Somos todos vítimas do sistema carcerário



 Apesar de minha formação em Direito, pouca experiência tenho na área de direito penal, menos ainda no dia a dia da população reclusa de liberdade.
Aí entendi que seria a pessoa indicada para escrever algo sobre a nossa crise carcerária e de segurança pública, pois a minha formação permitiria pesquisar sobre temas desta natureza e trazer a nossa população algumas informações que muitas vezes entendo estarem deturpadas pelos nossos meios de comunicação, dando uma visão errônea da verdade da história.
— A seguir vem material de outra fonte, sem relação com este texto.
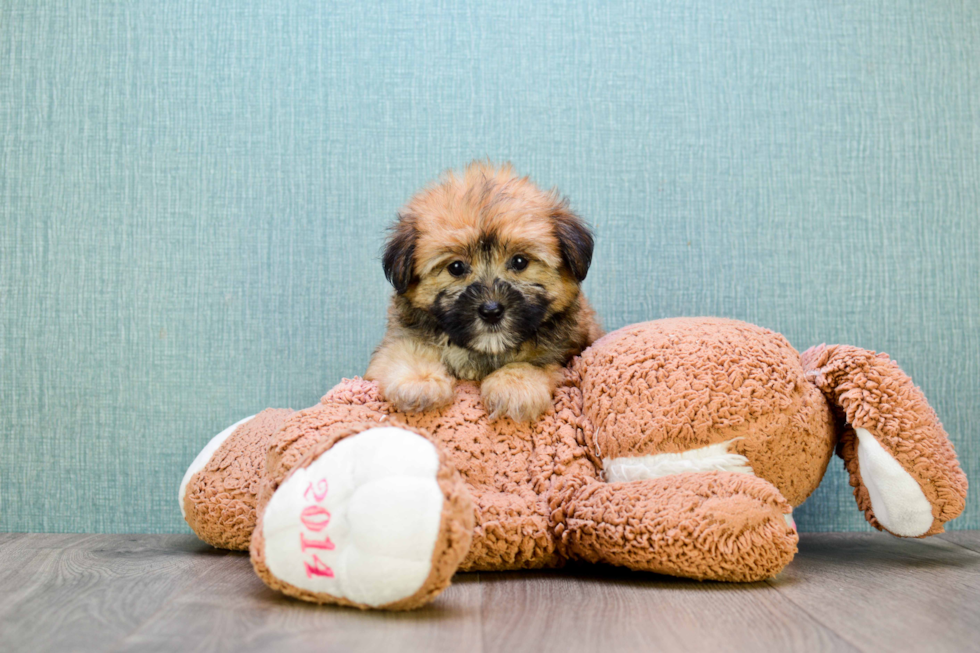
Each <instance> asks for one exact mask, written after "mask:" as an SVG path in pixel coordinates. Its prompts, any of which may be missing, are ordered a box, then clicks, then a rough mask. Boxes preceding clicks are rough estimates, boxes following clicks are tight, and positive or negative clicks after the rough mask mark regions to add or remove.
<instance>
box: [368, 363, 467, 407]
mask: <svg viewBox="0 0 980 653" xmlns="http://www.w3.org/2000/svg"><path fill="white" fill-rule="evenodd" d="M454 386H455V381H454V380H453V379H452V377H450V376H447V375H445V374H441V373H439V372H432V371H428V372H421V371H420V372H414V373H409V374H406V375H404V376H399V377H398V378H396V379H392V380H391V381H389V383H387V384H385V386H384V387H383V388H382V389H381V392H382V394H383V395H384V397H385V399H387V400H388V401H389V402H391V403H392V404H394V405H395V408H397V409H398V410H400V411H402V412H403V413H420V412H424V411H426V410H430V409H433V408H441V407H442V406H445V405H447V404H449V403H450V402H451V401H452V400H453V397H454Z"/></svg>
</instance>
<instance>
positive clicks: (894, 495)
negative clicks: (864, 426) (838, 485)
mask: <svg viewBox="0 0 980 653" xmlns="http://www.w3.org/2000/svg"><path fill="white" fill-rule="evenodd" d="M854 431H855V432H856V433H857V436H858V466H859V467H860V469H861V480H862V481H864V486H865V487H866V488H867V489H868V497H869V498H870V499H871V510H872V511H874V515H875V519H877V520H878V523H880V524H881V525H882V526H884V527H885V528H887V529H888V530H889V531H890V532H892V533H894V534H895V535H901V536H903V537H918V536H920V535H924V534H925V533H926V531H928V530H929V528H930V527H931V526H932V522H933V515H932V504H930V503H929V500H928V499H927V498H926V495H925V493H924V492H923V491H922V488H921V487H920V486H919V483H918V482H917V481H916V480H915V479H914V478H912V475H911V474H909V473H908V472H907V471H905V469H904V468H903V467H902V465H901V463H899V462H898V461H897V460H895V458H894V457H892V455H891V454H889V453H888V452H887V451H885V448H884V447H882V446H881V443H880V442H878V440H877V439H876V438H875V436H874V435H872V434H871V433H870V432H869V431H868V430H866V429H862V428H856V429H854Z"/></svg>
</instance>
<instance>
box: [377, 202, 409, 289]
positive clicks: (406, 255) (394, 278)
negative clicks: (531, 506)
mask: <svg viewBox="0 0 980 653" xmlns="http://www.w3.org/2000/svg"><path fill="white" fill-rule="evenodd" d="M417 238H418V230H417V229H416V227H415V221H414V220H413V219H412V218H411V216H409V215H405V214H399V215H398V222H396V223H395V224H394V226H392V227H391V230H390V232H389V234H388V241H387V243H385V251H384V255H383V256H382V257H381V263H382V265H383V266H384V270H385V278H386V279H388V281H389V282H391V285H393V286H394V287H395V291H396V292H397V293H398V294H399V295H401V294H403V293H404V292H405V291H406V290H408V287H409V285H411V283H412V281H413V279H414V278H415V240H416V239H417Z"/></svg>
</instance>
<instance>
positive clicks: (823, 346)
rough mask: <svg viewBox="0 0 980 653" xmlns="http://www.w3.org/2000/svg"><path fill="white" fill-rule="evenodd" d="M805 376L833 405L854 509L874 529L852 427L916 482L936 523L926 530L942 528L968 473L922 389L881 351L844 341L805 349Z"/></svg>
mask: <svg viewBox="0 0 980 653" xmlns="http://www.w3.org/2000/svg"><path fill="white" fill-rule="evenodd" d="M802 358H803V362H804V365H805V366H806V369H807V370H808V372H807V374H808V375H809V376H810V377H811V378H812V380H813V383H814V384H816V385H817V387H819V388H820V389H821V390H823V391H824V392H825V393H826V394H827V398H828V399H829V400H830V402H831V403H832V404H833V405H834V406H836V407H837V412H838V415H839V417H840V421H841V436H840V442H839V444H838V445H837V454H838V455H839V456H840V457H841V458H842V459H843V460H844V464H845V466H846V467H847V471H848V473H849V474H850V478H851V486H852V487H853V488H854V498H855V499H856V500H857V504H858V507H859V508H860V509H861V510H863V511H864V515H865V518H866V519H867V520H868V522H869V523H870V524H871V525H872V526H874V527H875V528H877V529H878V530H887V529H885V528H884V526H883V525H882V524H880V523H879V521H878V519H877V518H876V517H875V514H874V510H873V509H872V506H871V499H870V497H869V496H868V488H867V487H866V486H865V484H864V482H863V481H862V479H861V469H860V464H859V462H858V456H857V436H856V435H855V433H854V429H855V428H863V429H867V430H868V431H870V432H871V433H872V434H873V435H874V436H875V438H876V439H877V440H878V442H879V443H880V444H881V446H882V447H884V448H885V450H886V451H888V452H889V453H890V454H891V455H892V457H894V458H895V459H896V460H897V461H898V462H899V463H900V464H901V465H902V467H903V468H905V469H906V471H908V472H909V474H910V475H911V476H913V477H914V478H915V480H916V481H917V482H918V483H919V486H920V487H921V489H922V491H923V493H924V494H925V496H926V499H928V501H929V503H930V504H932V510H933V517H934V519H935V520H934V522H933V525H932V526H931V527H930V528H929V530H928V531H927V532H926V533H924V534H925V535H933V534H935V533H941V532H942V531H943V526H942V525H943V523H944V522H947V521H949V520H950V519H953V518H954V517H956V516H957V515H959V514H960V512H962V511H963V507H964V505H965V503H966V488H967V480H966V474H964V473H963V470H962V469H960V466H959V464H958V461H957V458H956V452H955V451H954V450H953V445H952V443H950V441H949V438H948V437H947V436H946V432H945V431H944V430H943V425H942V424H941V423H940V421H939V418H938V417H937V416H936V412H935V411H934V410H933V409H932V406H930V405H929V402H928V401H926V398H925V395H923V394H922V391H921V390H920V389H919V388H918V387H916V386H915V385H914V384H913V383H912V379H910V378H909V377H908V376H907V375H906V374H905V373H904V372H902V370H901V369H900V368H899V367H898V363H896V362H895V361H893V360H891V359H890V358H889V357H888V355H887V354H876V353H875V352H873V351H867V350H864V349H859V348H857V347H851V346H847V345H830V346H827V345H820V346H819V347H813V348H811V349H808V350H807V351H806V352H804V353H803V356H802Z"/></svg>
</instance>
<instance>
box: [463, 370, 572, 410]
mask: <svg viewBox="0 0 980 653" xmlns="http://www.w3.org/2000/svg"><path fill="white" fill-rule="evenodd" d="M554 386H555V382H554V374H553V372H552V371H550V370H546V369H542V368H540V367H537V366H535V365H531V364H530V363H511V364H510V365H504V366H503V367H501V368H500V369H499V370H497V371H496V372H494V373H493V374H491V375H489V376H488V377H487V378H485V379H483V383H482V384H481V385H480V394H481V395H482V396H483V407H484V408H486V410H487V413H489V414H490V419H497V418H498V417H510V418H511V419H513V420H517V421H519V422H533V421H534V420H536V419H537V418H538V417H540V416H541V414H542V413H544V412H545V411H546V410H548V408H549V407H550V406H551V397H552V389H553V388H554Z"/></svg>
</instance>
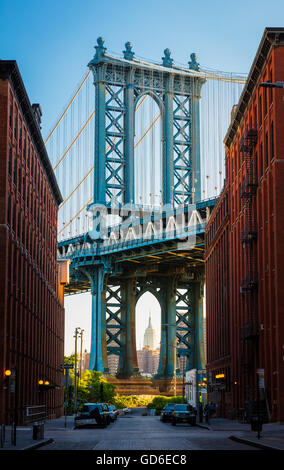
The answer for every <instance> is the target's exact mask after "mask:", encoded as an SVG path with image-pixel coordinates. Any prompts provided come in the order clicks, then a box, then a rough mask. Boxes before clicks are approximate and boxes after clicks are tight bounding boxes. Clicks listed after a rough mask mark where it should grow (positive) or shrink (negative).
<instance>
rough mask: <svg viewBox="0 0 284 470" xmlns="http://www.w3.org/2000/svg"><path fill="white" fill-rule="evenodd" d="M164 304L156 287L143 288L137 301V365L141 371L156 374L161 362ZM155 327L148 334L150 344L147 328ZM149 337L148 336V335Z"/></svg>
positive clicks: (136, 334) (135, 303) (136, 323)
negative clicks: (162, 328)
mask: <svg viewBox="0 0 284 470" xmlns="http://www.w3.org/2000/svg"><path fill="white" fill-rule="evenodd" d="M161 323H162V305H161V302H160V297H159V295H157V293H156V292H155V289H143V291H141V292H140V293H139V295H138V296H137V298H136V302H135V324H136V328H135V330H136V331H135V333H136V353H137V365H138V369H139V371H140V373H141V374H142V375H143V373H144V374H150V375H152V376H155V375H156V374H157V372H158V368H159V363H160V343H161ZM150 326H151V327H152V328H153V330H154V331H153V333H152V334H150V336H148V340H149V343H148V346H149V348H147V347H145V346H147V344H145V343H144V339H145V331H146V328H149V327H150ZM146 339H147V336H146Z"/></svg>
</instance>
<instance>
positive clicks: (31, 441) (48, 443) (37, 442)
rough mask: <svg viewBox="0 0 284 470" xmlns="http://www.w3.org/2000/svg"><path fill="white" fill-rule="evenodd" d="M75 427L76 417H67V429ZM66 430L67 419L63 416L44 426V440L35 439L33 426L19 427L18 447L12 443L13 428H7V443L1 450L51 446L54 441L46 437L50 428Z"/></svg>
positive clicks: (52, 428)
mask: <svg viewBox="0 0 284 470" xmlns="http://www.w3.org/2000/svg"><path fill="white" fill-rule="evenodd" d="M73 425H74V416H67V417H66V426H67V428H69V429H70V428H73ZM57 427H58V428H64V427H65V418H64V417H63V416H62V417H61V418H58V419H52V420H47V421H46V422H45V424H44V428H45V432H44V438H43V439H36V440H35V439H33V426H32V424H31V425H29V426H18V427H17V432H16V445H13V444H12V442H11V426H6V430H5V442H4V445H3V447H0V451H1V450H9V451H14V450H33V449H37V448H38V447H42V446H45V445H47V444H51V443H52V442H53V439H52V438H50V437H45V433H46V434H47V435H48V434H49V433H48V430H49V428H52V429H54V428H57ZM49 435H50V434H49Z"/></svg>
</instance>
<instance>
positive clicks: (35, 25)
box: [0, 0, 284, 354]
mask: <svg viewBox="0 0 284 470" xmlns="http://www.w3.org/2000/svg"><path fill="white" fill-rule="evenodd" d="M283 19H284V1H283V0H270V1H269V2H267V0H265V1H264V0H249V1H248V0H239V1H238V2H233V1H229V0H227V1H223V0H219V1H218V0H215V1H212V0H210V1H209V0H203V1H202V2H197V1H192V0H175V1H174V2H173V1H171V2H170V1H169V0H139V1H138V0H132V1H130V0H120V1H119V2H118V1H114V0H109V1H106V0H105V1H104V2H102V1H101V0H100V1H99V0H80V1H79V0H56V1H55V0H41V1H39V0H0V58H1V59H15V60H16V61H17V63H18V66H19V69H20V72H21V74H22V77H23V81H24V84H25V87H26V90H27V92H28V95H29V97H30V101H31V103H40V104H41V107H42V111H43V116H42V133H43V137H46V136H47V135H48V131H49V129H51V128H52V126H53V125H54V124H55V122H56V119H57V117H58V116H59V115H60V113H61V112H62V110H63V109H64V105H65V104H66V103H67V102H68V100H69V99H70V97H71V96H72V94H73V91H74V90H75V89H76V86H77V85H78V84H79V83H80V81H81V79H82V77H83V76H84V75H85V73H86V71H87V63H88V62H89V60H90V59H91V58H92V57H93V55H94V52H95V50H94V46H95V45H96V40H97V38H98V37H99V36H102V37H104V39H105V47H106V48H107V51H108V52H109V53H116V54H121V53H122V51H123V50H124V49H125V43H126V42H127V41H131V42H132V43H133V51H134V52H135V56H136V57H137V58H144V59H149V60H152V61H156V62H160V61H161V58H162V57H163V55H164V49H166V48H169V49H170V50H171V51H172V58H173V59H174V61H175V63H176V64H177V65H180V64H187V62H188V61H189V60H190V54H191V53H192V52H195V53H196V54H197V56H198V59H197V60H198V62H199V63H200V64H201V66H202V67H206V68H210V69H214V70H220V71H227V72H236V73H248V72H249V69H250V67H251V64H252V61H253V59H254V57H255V54H256V51H257V48H258V45H259V42H260V40H261V37H262V35H263V31H264V28H265V27H268V26H270V27H277V26H283V24H282V25H281V23H280V22H281V20H282V21H283ZM150 299H151V297H150V296H145V298H144V304H143V302H142V299H141V302H140V304H139V308H137V310H139V309H140V310H141V311H140V310H139V315H138V317H139V318H140V317H141V322H142V323H143V322H144V323H145V325H146V326H147V323H148V317H149V310H151V313H152V320H153V324H154V327H155V325H157V327H156V328H157V329H159V322H160V309H159V306H158V305H157V304H151V301H150ZM65 305H66V323H65V344H66V354H70V353H71V352H72V348H73V349H74V347H73V344H74V339H73V334H74V330H75V328H76V327H81V328H85V341H84V346H85V347H86V348H87V349H89V343H90V334H89V332H90V296H89V294H82V295H80V296H77V297H75V296H71V297H68V298H66V302H65ZM79 312H80V313H79ZM142 318H143V321H142ZM144 323H143V324H144ZM146 326H145V328H146ZM143 328H144V327H143ZM145 328H144V329H142V326H141V325H140V327H139V329H140V331H143V333H144V330H145ZM140 339H141V338H140Z"/></svg>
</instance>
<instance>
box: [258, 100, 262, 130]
mask: <svg viewBox="0 0 284 470" xmlns="http://www.w3.org/2000/svg"><path fill="white" fill-rule="evenodd" d="M258 108H259V110H258V111H259V125H260V126H261V124H262V97H261V95H259V106H258Z"/></svg>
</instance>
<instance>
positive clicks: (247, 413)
mask: <svg viewBox="0 0 284 470" xmlns="http://www.w3.org/2000/svg"><path fill="white" fill-rule="evenodd" d="M283 80H284V28H266V29H265V31H264V34H263V37H262V39H261V42H260V45H259V48H258V51H257V54H256V57H255V59H254V62H253V64H252V67H251V70H250V73H249V76H248V79H247V82H246V85H245V87H244V90H243V93H242V95H241V97H240V100H239V103H238V105H237V106H236V107H234V110H233V112H232V120H231V124H230V127H229V129H228V132H227V134H226V137H225V140H224V142H225V152H226V161H225V164H226V180H225V185H224V188H223V191H222V193H221V195H220V198H219V200H218V203H217V205H216V207H215V208H214V211H213V212H212V215H211V217H210V220H209V223H208V226H207V228H206V235H205V243H206V255H205V256H206V260H205V270H206V279H207V281H206V282H207V287H206V294H207V300H206V312H207V368H208V378H209V382H210V383H211V386H209V387H208V390H209V400H210V399H215V401H217V402H218V404H219V412H220V414H221V415H222V416H227V417H230V416H231V414H232V413H233V414H234V413H235V412H236V413H237V412H240V413H242V412H246V413H247V414H248V415H249V416H252V415H253V413H254V412H255V408H256V401H257V399H258V398H259V399H260V404H261V409H262V412H263V414H264V415H265V417H266V419H271V420H273V421H283V420H284V387H283V385H284V360H283V347H284V289H283V285H284V191H283V181H284V139H283V136H284V101H283V99H284V90H283V88H282V89H280V88H267V87H263V86H260V83H262V82H266V81H271V82H277V81H283ZM263 374H264V386H263V381H262V382H261V381H260V380H258V378H257V377H259V376H260V375H263ZM216 375H217V376H218V377H220V379H218V378H217V379H216ZM258 385H259V386H258Z"/></svg>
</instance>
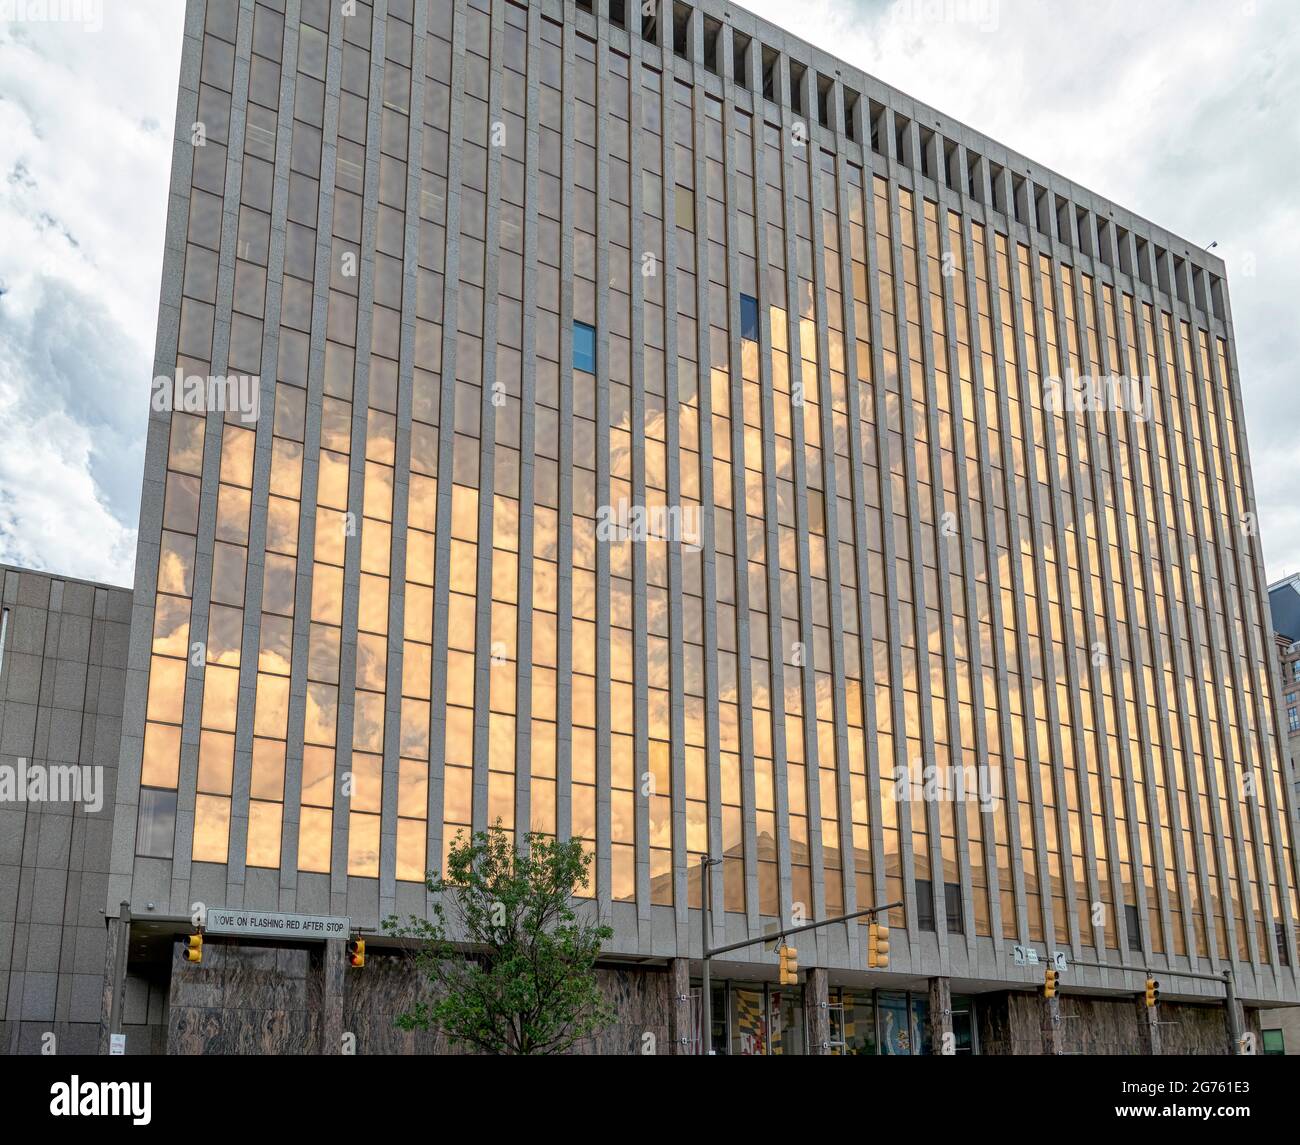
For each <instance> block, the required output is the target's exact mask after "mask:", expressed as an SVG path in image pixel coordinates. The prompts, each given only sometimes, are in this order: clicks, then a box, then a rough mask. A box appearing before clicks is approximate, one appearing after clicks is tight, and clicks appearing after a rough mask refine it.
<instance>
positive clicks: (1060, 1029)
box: [975, 992, 1260, 1057]
mask: <svg viewBox="0 0 1300 1145" xmlns="http://www.w3.org/2000/svg"><path fill="white" fill-rule="evenodd" d="M1058 1001H1060V1016H1061V1022H1060V1035H1058V1044H1060V1048H1061V1053H1062V1054H1134V1055H1149V1054H1151V1046H1152V1040H1151V1033H1149V1032H1148V1029H1147V1028H1145V1023H1147V1022H1148V1016H1147V1014H1145V1012H1139V1007H1138V1005H1136V1003H1135V1001H1132V999H1128V998H1092V997H1079V996H1070V994H1062V996H1061V997H1060V999H1058ZM975 1007H976V1015H978V1022H979V1051H980V1053H982V1054H995V1055H997V1054H1018V1055H1019V1054H1049V1053H1052V1046H1050V1041H1052V1040H1050V1036H1049V1032H1048V1027H1047V1012H1045V1007H1047V1003H1045V1002H1044V1001H1043V998H1041V997H1040V996H1039V994H1036V993H1035V994H1030V993H1023V992H1021V993H1006V994H980V996H979V997H978V998H976V999H975ZM1157 1009H1158V1014H1157V1018H1156V1020H1157V1022H1158V1023H1160V1025H1158V1027H1157V1029H1158V1035H1157V1037H1158V1044H1160V1051H1161V1053H1162V1054H1178V1055H1193V1057H1200V1055H1217V1054H1227V1051H1229V1037H1227V1020H1226V1014H1225V1010H1223V1007H1222V1006H1196V1005H1187V1003H1180V1002H1162V1003H1161V1005H1160V1006H1158V1007H1157ZM1141 1011H1145V1007H1141ZM1258 1027H1260V1023H1258V1012H1257V1011H1253V1010H1252V1011H1247V1015H1245V1031H1253V1032H1256V1033H1257V1032H1258Z"/></svg>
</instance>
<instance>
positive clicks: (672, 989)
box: [668, 958, 706, 1054]
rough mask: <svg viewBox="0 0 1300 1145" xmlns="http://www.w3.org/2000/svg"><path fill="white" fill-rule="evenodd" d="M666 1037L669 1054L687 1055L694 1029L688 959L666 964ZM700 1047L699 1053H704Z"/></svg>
mask: <svg viewBox="0 0 1300 1145" xmlns="http://www.w3.org/2000/svg"><path fill="white" fill-rule="evenodd" d="M668 990H669V992H671V997H669V998H668V1037H669V1038H671V1040H672V1046H671V1049H669V1050H668V1053H669V1054H689V1053H690V1038H692V1036H693V1035H694V1029H693V1028H692V1023H690V959H689V958H673V959H669V962H668ZM705 1049H706V1048H705V1046H701V1053H703V1051H705Z"/></svg>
Fui buscar em uma história recente o que nossos ministros do STF discorriam em seus votos naqueles julgamentos que se levavam à baila o regime carcerário no Brasil.

Para a minha surpresa, deparei-me com um veio rico de informações, como se descoberto uma mina de ouro. Porém, de desconhecimento da sociedade e de jornalistas, que tanto clamam pelos direitos humanos ou até mesmo se surpreendem com rebeliões, mortes, e porque não dizer, chacinas.

Decidi ir a um passado recente, ano de 2015, onde encontrei acórdãos de julgamentos de recursos extraordinário (RE 592.581 RIO GRANDE DO SUL) que tratava da situação carcerária no Estado do Rio Grande do Sul.

Em resumo, os votos dos ministros do STF discorreram sobre a precariedade do sistema prisional do Brasil, reconhecendo tratar de uma bomba relógio prestes a explodir.

As superpopulações nos presídios colocavam em risco aqueles presos de menor periculosidade misturados com aqueles de maior periculosidade, o comando nos presídios por facções criminosas, entre outras dificuldades do regime prisional.
Avançando em outros acórdãos, encontramos vários outros, mas como já citamos o estado do Rio Grande do Sul, manteremos as decisões sobre demandas deste estado (RE 641.320 RIO GRANDE DO SUL )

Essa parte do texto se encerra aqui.